No, it doesn't. Discovery almost certainly has a smaller audience than
any prior Trek show, and it's almost certainly close to the number of people who will watch anything at all with "Star Trek" in the name and pay for the privilege. Also, what's this with "Trek has to adapt"? I thought it was merely
expected that any creative person working on Star Trek would want to radically revise prior art because we're all a bunch of egomaniacs who think we can do it better, not something they
had to do to be acceptable to modern audiences. You've been very clear that it's not something anyone
has to do, that it's merely change for change's sake because that's somehow better or more compelling than saying everything has to be overtly, blatantly different or else it'll be laughed off television, which you keep saying you're not saying, and then say again.
And Trek's dated futurism has very little to do with the set design. World War III being a nuclear exchange between east and west. Bans on genetic engineering. Distaste towards technological augmentation. The complete absence of any kind of social web or mass-media. Magical technology like transporters, artificial gravity, inertial dampeners, deflector dishes, or dermal regenerators that are based more on production convenience and tradition than plausibility. A lot of these things are baked into making a continuation of a fifty-year-old science fiction show that hasn't been seriously interested in futurism in about forty years. If being futuristic is a priority, they need to do a square-one remake. And they should! I'd love to see a Star Trek where people have ID implants, or the planet of the week is in a roiling endless series of political crises because their SpaceBook shard is malfunctioning and only showing people things that make them angry, or advanced medical technology that's based on genetically tailored medicines and nanotechnolgy instead of health-rays that regrow skin and bone with no side effects or danger.

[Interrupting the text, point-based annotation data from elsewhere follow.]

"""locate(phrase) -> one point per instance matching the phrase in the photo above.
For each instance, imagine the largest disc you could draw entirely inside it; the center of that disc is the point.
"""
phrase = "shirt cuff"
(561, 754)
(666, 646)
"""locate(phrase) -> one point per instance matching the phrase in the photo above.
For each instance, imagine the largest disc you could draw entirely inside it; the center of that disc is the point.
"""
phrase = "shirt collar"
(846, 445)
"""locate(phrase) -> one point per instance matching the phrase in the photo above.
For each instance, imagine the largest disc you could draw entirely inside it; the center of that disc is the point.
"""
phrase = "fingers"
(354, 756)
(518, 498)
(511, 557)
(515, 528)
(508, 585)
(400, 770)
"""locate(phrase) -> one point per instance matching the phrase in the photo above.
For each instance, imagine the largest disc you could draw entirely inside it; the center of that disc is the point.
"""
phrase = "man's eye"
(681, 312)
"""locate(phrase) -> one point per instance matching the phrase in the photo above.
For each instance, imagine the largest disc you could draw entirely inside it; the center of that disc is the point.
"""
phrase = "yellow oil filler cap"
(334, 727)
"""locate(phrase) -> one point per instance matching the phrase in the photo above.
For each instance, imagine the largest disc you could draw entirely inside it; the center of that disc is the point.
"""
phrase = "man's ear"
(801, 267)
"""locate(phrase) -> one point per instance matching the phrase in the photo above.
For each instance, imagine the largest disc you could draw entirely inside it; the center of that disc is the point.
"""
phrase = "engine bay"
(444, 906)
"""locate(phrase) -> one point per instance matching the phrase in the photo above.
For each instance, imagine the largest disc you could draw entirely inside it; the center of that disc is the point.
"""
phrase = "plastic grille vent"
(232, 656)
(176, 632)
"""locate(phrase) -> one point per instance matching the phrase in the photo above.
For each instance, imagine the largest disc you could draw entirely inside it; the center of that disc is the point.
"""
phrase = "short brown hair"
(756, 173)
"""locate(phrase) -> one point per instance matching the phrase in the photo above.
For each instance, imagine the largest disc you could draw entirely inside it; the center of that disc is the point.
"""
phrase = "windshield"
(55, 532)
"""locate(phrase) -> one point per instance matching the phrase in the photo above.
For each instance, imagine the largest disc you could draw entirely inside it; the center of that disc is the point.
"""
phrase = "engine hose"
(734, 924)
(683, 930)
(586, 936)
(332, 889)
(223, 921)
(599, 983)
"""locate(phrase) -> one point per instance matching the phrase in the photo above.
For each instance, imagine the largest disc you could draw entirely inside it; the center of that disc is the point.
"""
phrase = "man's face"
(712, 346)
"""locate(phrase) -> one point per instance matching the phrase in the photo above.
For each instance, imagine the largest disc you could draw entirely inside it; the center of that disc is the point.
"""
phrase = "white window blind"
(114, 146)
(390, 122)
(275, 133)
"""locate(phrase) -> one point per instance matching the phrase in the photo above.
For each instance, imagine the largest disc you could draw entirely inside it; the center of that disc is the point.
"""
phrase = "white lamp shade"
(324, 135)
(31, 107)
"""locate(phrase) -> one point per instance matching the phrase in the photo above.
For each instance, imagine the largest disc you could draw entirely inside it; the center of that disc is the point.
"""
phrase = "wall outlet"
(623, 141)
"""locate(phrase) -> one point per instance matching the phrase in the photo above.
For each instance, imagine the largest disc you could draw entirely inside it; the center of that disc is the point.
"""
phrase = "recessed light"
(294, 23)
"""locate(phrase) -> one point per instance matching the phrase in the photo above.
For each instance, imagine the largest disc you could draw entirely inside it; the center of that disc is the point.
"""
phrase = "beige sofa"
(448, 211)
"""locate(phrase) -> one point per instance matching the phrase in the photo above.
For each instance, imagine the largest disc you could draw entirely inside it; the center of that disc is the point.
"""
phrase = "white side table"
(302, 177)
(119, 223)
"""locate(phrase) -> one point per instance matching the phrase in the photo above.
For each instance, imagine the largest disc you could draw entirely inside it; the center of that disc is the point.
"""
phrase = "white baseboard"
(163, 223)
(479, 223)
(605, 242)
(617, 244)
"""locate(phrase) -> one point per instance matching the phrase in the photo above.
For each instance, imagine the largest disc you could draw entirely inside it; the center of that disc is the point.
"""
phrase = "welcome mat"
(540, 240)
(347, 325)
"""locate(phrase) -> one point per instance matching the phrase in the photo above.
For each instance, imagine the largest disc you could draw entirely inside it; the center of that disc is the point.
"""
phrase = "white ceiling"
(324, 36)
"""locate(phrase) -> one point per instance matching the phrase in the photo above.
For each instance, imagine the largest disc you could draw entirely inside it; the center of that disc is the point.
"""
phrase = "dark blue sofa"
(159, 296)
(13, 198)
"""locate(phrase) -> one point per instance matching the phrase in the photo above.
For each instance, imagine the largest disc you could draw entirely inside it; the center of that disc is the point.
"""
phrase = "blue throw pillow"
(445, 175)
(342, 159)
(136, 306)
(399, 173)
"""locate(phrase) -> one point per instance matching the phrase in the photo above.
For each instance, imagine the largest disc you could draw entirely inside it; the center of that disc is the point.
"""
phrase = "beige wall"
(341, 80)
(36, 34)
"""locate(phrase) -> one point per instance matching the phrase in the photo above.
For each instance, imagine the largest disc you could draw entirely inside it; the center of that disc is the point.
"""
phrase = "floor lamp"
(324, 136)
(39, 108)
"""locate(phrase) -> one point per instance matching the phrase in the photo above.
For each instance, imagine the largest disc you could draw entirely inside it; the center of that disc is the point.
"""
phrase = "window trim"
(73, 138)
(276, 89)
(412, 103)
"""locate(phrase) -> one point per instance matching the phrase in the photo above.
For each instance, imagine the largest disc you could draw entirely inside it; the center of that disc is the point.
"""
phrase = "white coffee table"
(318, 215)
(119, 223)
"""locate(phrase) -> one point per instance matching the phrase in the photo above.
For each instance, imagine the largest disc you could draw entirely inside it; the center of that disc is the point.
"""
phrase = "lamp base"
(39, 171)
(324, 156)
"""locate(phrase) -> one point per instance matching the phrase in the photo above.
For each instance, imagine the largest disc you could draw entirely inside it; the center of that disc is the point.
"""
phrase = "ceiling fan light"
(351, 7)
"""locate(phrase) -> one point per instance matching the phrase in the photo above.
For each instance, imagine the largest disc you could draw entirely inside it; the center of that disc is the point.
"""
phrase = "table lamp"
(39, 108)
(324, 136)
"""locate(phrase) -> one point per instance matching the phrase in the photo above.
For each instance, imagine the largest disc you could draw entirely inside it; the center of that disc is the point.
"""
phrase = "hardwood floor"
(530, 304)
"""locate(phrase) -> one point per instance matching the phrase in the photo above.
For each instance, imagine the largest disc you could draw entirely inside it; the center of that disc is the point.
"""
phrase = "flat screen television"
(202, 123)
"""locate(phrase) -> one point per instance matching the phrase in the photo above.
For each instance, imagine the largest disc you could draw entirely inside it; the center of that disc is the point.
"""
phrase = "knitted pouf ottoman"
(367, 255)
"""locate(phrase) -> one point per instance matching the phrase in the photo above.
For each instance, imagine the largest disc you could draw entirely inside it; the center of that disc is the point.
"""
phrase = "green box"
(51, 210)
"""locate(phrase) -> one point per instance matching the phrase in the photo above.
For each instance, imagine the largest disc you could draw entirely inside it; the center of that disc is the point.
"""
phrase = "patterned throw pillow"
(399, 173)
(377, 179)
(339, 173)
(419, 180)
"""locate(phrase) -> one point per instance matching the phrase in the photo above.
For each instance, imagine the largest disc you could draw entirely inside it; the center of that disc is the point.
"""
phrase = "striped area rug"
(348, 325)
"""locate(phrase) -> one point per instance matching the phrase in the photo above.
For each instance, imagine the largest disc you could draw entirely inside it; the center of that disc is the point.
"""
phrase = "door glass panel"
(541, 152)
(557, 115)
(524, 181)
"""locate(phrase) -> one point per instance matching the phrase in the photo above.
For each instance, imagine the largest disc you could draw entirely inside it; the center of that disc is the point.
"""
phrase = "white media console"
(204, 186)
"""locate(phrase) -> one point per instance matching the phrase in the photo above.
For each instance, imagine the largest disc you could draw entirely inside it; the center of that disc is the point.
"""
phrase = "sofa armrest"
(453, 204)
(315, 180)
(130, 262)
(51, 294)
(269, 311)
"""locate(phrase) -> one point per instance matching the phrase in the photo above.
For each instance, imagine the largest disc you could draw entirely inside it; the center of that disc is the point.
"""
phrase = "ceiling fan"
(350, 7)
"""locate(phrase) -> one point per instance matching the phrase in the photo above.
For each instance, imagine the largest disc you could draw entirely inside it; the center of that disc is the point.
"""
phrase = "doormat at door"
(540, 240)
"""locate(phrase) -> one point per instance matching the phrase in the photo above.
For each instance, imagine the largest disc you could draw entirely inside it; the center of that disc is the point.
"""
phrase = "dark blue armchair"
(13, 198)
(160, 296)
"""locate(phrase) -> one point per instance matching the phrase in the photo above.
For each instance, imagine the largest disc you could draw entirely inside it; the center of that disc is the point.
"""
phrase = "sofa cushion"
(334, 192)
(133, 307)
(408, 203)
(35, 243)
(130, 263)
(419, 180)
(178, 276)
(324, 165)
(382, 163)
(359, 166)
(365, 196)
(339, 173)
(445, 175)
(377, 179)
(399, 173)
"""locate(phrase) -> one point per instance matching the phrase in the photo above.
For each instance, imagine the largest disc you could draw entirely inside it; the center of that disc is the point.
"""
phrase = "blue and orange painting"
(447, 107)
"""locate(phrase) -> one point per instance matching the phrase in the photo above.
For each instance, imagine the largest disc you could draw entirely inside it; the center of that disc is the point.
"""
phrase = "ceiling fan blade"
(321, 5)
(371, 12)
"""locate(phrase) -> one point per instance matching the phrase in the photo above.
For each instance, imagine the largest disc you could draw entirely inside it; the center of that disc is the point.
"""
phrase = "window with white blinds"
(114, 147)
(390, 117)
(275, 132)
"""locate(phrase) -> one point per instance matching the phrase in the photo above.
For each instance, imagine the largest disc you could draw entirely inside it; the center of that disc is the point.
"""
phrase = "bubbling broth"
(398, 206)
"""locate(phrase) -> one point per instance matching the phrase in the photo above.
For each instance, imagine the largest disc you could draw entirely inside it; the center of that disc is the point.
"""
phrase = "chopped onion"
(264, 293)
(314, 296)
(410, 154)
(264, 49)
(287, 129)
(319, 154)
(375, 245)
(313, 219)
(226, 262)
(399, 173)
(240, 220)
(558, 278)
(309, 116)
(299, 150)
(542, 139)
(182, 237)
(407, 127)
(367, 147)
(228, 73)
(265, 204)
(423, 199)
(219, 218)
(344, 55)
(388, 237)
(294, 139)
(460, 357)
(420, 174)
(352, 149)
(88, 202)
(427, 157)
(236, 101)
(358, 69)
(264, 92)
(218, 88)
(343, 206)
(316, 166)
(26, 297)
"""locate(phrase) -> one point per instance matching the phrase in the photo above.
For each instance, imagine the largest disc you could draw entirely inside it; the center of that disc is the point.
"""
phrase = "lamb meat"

But, they're not. So why, if the setting is going to be unchallenging Trek comfort food that's long since become an alternate fantasy-world rather than an extrapolation of how present-day humanity might put aside their differences and go have space adventures, should it not look like unchallenging Trek comfort food?
(I'm not saying it's impossible to make good stories in the classic Trek universe, I'm saying it's impossible to make good futurism in it. Before you accuse me of being a sourpuss again.)
Not tech, design. There are a number of differences but it's hard to show without comparing screenshots, which apparently I'm not allowed to do.
Be my guest. I just asked you to do it from memory because you were wrong when you said the sets and models weren't updated because
they were already movie-quality forty years ago, and I didn't want to make it easy for you to move the goalposts again
when you changed your mind and said, no, actually, they were just as blatantly different as DSC is from TOS, and everybody can tell, the changes aren't subtle at all and I'm completely wrong when I said they split the difference between looking like what you remember, while actually being extremely detailed and slick in a very modern way, which DSC has avoided even trying to do (except with the Starfleet hand props).
Of course, it was expected that DSC wouldn't try to fit with earlier Trek, because it's unprecedented for Star Trek, Star Wars, Doctor Who, Babylon 5, Terminator, Alien, or any other sci-fi property you care to name to look like an older version of itself when revisiting that older version in a modern production.